Klasa 5P, 30-Vp, Paweł Witkowski


TEMAT: JEZUS PRZYNOSI ŻYCIE

Cel dydaktyczny: ukazania Zmartwychwstania jako nowego życia przyniesionego przez Jezusa

Cel wychowawczy: częste przyjmowanie komunii św., która jest zadatkiem Zmartwychwstania

Nr

TREŚĆ

METODY

POMOCE

1.

Modlitwa:

2.

Sprawdzenie:

  • Obecności

  • Zeszytów

  • Podręczników

  • Wiadomości z ostatniej katechezy

3.

Zainteresowanie tematem:

Proszę wysłuchać nagrania waszym zadaniem jest zapamiętać jak najwięcej faktów.

(nag. 9) - Prognoza pogody.

Powiedzcie mi co to za nagranie?

Czy ludzie często słuchają bądź oglądają prognozę pogody?

Dlaczego są ciekawi jaka będzie pogoda?

A czy zawsze takie zapowiedzi pogody sprawdzają się w rzeczywistości?

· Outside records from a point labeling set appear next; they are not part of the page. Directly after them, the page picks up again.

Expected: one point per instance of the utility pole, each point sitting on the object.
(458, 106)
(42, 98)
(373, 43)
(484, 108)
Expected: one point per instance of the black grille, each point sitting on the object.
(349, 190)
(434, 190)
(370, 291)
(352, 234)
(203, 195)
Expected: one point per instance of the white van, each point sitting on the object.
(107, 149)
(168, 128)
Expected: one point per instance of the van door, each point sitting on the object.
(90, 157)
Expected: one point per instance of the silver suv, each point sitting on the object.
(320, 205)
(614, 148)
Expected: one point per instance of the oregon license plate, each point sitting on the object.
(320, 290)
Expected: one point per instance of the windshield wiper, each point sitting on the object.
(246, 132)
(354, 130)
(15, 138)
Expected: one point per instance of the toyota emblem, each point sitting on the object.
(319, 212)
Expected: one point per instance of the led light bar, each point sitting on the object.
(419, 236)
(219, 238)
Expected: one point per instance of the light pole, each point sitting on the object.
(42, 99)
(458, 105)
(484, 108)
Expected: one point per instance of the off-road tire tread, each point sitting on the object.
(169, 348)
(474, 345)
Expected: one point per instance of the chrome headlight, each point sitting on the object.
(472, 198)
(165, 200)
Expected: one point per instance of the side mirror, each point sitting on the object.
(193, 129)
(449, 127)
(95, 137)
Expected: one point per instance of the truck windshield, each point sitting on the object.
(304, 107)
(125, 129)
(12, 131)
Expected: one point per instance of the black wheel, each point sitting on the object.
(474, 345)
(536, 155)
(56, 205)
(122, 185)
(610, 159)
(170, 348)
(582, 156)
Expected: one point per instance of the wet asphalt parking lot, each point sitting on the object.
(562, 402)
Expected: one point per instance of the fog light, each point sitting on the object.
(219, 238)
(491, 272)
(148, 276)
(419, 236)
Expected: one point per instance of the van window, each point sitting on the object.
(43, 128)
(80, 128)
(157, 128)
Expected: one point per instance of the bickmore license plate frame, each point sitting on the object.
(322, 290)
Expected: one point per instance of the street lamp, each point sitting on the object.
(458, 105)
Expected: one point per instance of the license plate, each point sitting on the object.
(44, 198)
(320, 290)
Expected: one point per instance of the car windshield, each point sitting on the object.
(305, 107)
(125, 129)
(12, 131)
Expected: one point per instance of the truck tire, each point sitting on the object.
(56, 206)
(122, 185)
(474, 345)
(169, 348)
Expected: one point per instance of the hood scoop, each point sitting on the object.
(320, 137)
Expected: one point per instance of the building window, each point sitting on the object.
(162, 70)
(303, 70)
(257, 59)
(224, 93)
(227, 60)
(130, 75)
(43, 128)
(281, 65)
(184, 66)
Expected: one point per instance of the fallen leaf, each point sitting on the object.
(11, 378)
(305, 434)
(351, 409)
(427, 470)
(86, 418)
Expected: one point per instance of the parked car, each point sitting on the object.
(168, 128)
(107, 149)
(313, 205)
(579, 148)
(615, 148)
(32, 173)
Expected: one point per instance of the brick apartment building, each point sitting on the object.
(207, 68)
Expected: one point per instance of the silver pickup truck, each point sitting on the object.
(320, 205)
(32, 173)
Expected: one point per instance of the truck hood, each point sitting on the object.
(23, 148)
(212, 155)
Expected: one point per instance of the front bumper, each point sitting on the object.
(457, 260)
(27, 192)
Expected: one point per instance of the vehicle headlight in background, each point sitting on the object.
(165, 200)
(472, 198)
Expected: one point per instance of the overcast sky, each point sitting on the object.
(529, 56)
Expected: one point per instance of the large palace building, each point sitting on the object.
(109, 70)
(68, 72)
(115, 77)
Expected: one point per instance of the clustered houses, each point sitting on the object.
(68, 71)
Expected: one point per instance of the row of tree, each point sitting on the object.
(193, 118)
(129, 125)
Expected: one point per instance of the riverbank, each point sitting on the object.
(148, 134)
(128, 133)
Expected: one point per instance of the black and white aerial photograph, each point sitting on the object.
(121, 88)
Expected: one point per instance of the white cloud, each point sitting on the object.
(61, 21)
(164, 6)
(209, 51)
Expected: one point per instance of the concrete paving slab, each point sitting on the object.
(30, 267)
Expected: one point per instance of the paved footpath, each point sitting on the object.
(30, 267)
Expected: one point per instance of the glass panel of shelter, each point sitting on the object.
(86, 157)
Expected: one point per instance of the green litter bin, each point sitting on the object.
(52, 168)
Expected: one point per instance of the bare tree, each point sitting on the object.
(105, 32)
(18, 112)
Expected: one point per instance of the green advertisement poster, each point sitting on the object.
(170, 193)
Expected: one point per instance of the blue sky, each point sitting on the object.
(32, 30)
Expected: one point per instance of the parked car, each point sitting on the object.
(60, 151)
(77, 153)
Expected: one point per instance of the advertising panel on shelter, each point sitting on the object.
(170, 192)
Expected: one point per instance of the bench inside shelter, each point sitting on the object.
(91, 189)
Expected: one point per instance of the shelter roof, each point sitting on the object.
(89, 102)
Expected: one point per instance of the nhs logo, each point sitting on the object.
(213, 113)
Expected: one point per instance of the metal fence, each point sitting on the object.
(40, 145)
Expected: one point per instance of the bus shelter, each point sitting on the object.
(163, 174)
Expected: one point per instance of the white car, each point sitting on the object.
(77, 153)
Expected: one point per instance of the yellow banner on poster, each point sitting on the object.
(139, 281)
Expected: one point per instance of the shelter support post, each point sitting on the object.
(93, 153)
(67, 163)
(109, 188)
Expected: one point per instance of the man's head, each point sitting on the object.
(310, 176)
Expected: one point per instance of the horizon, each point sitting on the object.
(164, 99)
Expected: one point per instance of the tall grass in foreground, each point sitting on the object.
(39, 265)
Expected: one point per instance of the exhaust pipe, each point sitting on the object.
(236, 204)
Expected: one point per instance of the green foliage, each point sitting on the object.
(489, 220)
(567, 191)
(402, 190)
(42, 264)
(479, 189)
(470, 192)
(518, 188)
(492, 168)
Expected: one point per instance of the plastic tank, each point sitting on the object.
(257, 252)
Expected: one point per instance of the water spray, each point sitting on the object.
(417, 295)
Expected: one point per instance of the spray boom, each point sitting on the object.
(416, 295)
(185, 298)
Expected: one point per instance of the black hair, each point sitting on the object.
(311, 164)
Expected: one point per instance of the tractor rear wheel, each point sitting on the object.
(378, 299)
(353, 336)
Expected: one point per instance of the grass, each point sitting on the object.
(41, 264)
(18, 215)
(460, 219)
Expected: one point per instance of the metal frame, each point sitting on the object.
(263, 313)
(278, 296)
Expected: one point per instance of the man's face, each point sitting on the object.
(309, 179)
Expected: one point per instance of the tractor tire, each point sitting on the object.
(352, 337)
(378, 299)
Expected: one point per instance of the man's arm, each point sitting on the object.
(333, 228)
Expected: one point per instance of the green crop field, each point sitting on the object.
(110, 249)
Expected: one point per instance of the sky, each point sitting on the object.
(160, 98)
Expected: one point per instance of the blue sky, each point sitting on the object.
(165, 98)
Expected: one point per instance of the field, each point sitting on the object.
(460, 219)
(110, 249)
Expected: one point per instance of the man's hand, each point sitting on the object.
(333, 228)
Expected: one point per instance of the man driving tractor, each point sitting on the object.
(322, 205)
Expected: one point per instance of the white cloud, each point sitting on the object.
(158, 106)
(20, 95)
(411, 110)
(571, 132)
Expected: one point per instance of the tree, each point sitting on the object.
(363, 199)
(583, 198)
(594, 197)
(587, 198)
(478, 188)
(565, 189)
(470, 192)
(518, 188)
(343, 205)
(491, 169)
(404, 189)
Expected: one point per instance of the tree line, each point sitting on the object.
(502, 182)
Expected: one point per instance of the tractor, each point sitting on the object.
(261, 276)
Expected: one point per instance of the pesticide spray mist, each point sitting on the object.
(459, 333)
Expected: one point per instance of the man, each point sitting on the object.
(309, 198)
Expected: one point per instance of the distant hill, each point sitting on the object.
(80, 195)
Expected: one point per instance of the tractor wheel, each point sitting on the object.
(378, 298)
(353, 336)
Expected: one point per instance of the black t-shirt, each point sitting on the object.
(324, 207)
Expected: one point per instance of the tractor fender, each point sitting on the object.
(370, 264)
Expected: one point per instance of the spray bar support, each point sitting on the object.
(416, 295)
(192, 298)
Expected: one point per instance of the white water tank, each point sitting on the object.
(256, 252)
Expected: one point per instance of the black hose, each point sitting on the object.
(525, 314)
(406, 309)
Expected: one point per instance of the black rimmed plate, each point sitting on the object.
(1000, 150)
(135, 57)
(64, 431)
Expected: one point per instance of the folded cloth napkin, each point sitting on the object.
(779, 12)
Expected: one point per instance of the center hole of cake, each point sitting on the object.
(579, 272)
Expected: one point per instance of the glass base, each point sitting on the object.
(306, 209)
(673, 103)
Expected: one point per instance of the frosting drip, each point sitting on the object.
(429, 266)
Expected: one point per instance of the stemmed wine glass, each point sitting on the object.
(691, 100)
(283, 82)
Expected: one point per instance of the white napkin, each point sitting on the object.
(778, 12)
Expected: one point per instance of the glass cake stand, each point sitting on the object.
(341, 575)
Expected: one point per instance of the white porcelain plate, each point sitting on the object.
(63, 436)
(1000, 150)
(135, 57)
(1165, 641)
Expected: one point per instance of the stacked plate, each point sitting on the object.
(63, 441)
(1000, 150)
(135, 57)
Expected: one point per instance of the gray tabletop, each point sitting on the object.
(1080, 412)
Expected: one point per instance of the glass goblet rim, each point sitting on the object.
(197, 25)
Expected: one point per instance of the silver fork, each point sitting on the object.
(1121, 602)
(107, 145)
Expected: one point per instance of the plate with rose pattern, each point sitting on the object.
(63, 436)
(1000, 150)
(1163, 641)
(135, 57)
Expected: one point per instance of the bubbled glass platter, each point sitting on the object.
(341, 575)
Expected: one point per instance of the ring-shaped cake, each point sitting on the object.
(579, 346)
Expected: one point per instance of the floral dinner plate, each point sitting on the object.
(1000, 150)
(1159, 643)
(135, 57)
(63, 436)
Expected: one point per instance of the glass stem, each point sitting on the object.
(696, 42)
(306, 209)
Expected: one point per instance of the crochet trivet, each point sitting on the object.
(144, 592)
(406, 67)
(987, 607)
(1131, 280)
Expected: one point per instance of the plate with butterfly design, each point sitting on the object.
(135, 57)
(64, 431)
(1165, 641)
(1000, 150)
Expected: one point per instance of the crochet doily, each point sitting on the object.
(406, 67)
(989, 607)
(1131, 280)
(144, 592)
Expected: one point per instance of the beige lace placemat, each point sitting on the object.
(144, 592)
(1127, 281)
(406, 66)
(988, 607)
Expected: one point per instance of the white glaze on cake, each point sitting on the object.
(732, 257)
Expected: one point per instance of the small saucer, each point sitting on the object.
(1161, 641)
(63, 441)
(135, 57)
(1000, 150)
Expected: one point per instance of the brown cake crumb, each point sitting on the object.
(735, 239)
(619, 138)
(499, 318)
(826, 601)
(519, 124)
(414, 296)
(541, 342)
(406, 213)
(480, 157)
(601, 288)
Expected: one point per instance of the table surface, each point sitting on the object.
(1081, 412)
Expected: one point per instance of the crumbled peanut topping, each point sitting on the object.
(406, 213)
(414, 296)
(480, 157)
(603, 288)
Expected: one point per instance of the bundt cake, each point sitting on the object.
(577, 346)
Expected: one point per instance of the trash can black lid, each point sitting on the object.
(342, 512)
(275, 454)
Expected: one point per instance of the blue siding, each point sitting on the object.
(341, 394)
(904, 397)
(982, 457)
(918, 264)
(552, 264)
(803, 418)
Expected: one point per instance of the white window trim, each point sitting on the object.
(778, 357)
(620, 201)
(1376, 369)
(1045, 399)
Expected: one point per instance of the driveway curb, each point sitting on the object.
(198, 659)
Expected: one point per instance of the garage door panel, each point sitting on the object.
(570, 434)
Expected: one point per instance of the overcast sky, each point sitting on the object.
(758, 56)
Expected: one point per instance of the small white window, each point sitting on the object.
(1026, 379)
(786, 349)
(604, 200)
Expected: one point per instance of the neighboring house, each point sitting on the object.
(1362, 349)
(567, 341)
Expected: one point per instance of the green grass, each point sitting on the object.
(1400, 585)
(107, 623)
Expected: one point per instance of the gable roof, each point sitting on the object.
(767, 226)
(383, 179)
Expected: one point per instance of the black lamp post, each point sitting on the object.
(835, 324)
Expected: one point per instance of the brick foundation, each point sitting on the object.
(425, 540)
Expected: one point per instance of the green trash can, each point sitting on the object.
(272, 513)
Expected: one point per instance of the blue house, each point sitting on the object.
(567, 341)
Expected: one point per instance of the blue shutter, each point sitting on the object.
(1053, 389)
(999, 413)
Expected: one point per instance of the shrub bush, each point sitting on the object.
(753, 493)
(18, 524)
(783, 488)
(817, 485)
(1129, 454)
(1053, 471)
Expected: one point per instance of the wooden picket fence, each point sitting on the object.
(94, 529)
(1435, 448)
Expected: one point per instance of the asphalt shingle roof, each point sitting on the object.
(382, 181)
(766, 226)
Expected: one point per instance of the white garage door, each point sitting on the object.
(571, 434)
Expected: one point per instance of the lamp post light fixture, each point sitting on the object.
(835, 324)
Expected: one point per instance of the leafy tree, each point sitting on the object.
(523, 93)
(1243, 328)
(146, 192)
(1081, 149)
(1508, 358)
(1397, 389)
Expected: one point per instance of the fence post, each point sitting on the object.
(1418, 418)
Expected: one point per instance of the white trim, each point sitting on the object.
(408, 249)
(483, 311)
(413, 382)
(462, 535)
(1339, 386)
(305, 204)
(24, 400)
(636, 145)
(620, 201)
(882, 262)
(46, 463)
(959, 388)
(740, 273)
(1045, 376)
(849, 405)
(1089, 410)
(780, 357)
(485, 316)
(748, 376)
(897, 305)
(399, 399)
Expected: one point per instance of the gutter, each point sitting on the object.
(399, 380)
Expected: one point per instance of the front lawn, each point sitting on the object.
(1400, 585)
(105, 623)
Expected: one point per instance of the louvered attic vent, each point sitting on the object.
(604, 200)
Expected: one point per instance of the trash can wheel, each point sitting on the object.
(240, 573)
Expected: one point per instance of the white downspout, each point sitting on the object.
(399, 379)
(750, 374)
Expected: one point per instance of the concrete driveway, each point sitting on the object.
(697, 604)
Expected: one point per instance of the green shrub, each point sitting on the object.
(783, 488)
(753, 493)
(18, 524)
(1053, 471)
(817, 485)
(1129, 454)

Dlaczego nie? (bo człowiek nie jest w stanie przewidzieć przyszłości)

W życiu tak bywa. Uczeń liczy na piątkę a czasami dostaje dwóję. Ktoś myśli, że jego sprawy potoczą się tak a potem okazuje się, że jest zupełnie inaczej. Jest jednak coś czego możemy być pewni w 100%.

Kto mi powie czego możemy być pewni? (śmierci)

Kto wymieni rzeczy ostateczne? (śmierć, sąd, niebo albo piekło)

Teraz będziemy pracować w grupach. (załącznik 2)

Analiza pracy.

Powiedzcie mi czy człowiek wierzący może bać się śmierci?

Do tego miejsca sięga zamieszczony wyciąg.